WATCH: Mother Combing Millions of Lice out of Her Daughter's Hair

This video shows millions of parasites crawling through a child’s hair in what experts have described as an extreme case of head lice.

The clip, posted on YouTube, shows a mother struggling to run a fine-toothed nit comb through her daughter’s coarse locks, which appear to be filled with white and green creepy crawlies.
As the camera focuses on the comb, countless squirming lice are revealed.

WATCH: Mother Combing Millions of Lice out of Her Daughter's Hair

Dr Alejandra Perotti, a lecturer at the University of Reading’s School of Biological Sciences, identified the infestation as head lice - and said she was shocked at the severity of it.

She told MailOnline: ‘They [infestations] are very common in the UK and in Europe, but not to this level.

‘I work in forensic sciences and these types of cases are found in cases of neglect of children or the elderly.

‘You also see it in cases of homeless people.’

Head lice, also known as pediculosis capitis, are tiny insects that live in human hair, which grow to the size of a sesame seed.

They feed by biting the scalp and feeding on blood.

The females lay eggs close to the root of the hair so they are kept warm by the scalp, and these hatch into more lice which breed and multiply.

Dr Perotti added that in bad cases such as this one, children often develop a condition called ‘plica polonica’ – where all the hairs get glued together and cannot brushed.

She said: ‘This child was almost in that condition.

‘To treat it you have to cut off all the hair.

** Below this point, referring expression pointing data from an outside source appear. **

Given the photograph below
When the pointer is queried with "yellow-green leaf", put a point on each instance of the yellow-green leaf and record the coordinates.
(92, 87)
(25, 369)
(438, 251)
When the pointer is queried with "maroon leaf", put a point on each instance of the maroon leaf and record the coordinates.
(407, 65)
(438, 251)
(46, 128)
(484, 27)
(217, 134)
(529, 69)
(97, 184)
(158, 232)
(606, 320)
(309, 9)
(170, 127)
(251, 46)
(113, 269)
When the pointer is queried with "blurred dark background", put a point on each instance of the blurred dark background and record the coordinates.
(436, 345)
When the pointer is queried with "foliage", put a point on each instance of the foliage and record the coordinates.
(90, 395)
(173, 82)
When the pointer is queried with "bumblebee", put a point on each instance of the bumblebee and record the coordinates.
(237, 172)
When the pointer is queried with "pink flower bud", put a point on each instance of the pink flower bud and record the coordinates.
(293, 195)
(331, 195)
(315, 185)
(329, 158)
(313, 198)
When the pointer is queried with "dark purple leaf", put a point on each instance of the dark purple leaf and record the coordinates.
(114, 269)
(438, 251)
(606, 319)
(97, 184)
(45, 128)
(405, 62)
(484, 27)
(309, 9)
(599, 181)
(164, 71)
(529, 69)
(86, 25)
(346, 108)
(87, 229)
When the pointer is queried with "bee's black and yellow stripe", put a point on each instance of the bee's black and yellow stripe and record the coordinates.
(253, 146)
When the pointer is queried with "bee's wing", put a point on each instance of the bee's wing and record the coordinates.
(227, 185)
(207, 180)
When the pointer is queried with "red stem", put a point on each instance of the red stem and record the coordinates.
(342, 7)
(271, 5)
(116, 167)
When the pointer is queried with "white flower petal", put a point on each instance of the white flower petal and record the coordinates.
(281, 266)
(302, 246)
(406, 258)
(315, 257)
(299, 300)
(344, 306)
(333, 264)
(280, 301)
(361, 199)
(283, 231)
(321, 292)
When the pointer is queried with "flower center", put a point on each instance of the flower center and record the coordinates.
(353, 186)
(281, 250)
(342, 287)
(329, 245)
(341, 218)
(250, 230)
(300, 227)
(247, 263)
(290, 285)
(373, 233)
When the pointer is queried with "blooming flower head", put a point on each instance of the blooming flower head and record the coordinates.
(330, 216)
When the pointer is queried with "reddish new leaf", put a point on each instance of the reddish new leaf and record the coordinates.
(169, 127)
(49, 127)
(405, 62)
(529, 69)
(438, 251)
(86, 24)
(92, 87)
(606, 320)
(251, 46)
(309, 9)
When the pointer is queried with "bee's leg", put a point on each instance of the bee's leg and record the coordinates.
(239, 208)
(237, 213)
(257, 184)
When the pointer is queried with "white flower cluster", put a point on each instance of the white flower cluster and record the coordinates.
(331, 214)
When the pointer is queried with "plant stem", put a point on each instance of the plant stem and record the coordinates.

At this moment, they should remove all the hair, to remove the nits - combing and shampoo would not work.'

She added the nits are glued with cement to the hair by the mother louse, very close to the skin.

She continued: ‘So you have to cut the hair very short so the female lice don’t lay eggs.

‘Even if the child gets treatment, they will still get lice for about a year, as the old nits become visible.’

One underused method of treating head lice is to use antibiotics, Dr Perotti said.

She explained: ‘All human lice have a bacterium living inside them.

‘If you treat the person with antibiotics, it's likely the lice will die, because it kills this bacterium inside of them and they can’t survive without it.

‘Any simple, mild antibiotic will kill the lice.’

Dee Wright, founder of the Hairforce salons which offer a specialised ‘Lice Assasins’ service in various parts of the UK, agreed this case is on par with some of the more extreme cases she has faced in her salons.

She told MailOnline: ‘That looks very heavy. We see infestations of that nature.

‘We’ve even seen people with nests. That’s where you’ve got so many lice they’re clumping together.

‘They’re a big ball of lice fighting each other for survival.’

Ms Wright said given the lifespan and breeding capability of the female louse, it’s not hard to see how such extreme infestations occur.

She said: ‘The female only needs to lay once. She lives for 30 days lays up to 10 eggs a day.

‘So you can see how if you have 200 eggs hatching at one time, they grow up and mate, and you’re off. Things move quite quickly and you can be overrun.’

Often this happens because parents don’t check their children’s hair regularly, she added.

Ian Burgess, Director of the Medical Entomology Centre, in Cambridge, told MailOnline it was likely the child had been suffering with the lice for several months.

He said: 'There must be 200-300 adults there, however the combing technique is odd, without any break or cleaning of the comb.

'Strangely, the lice all seem to be stuck to the middle of the comb but I cannot work out why or how.

'This kid would have caught lice in the normal way and then the numbers just grew unchecked because nobody did anything.

'It would take a few months to get to this level.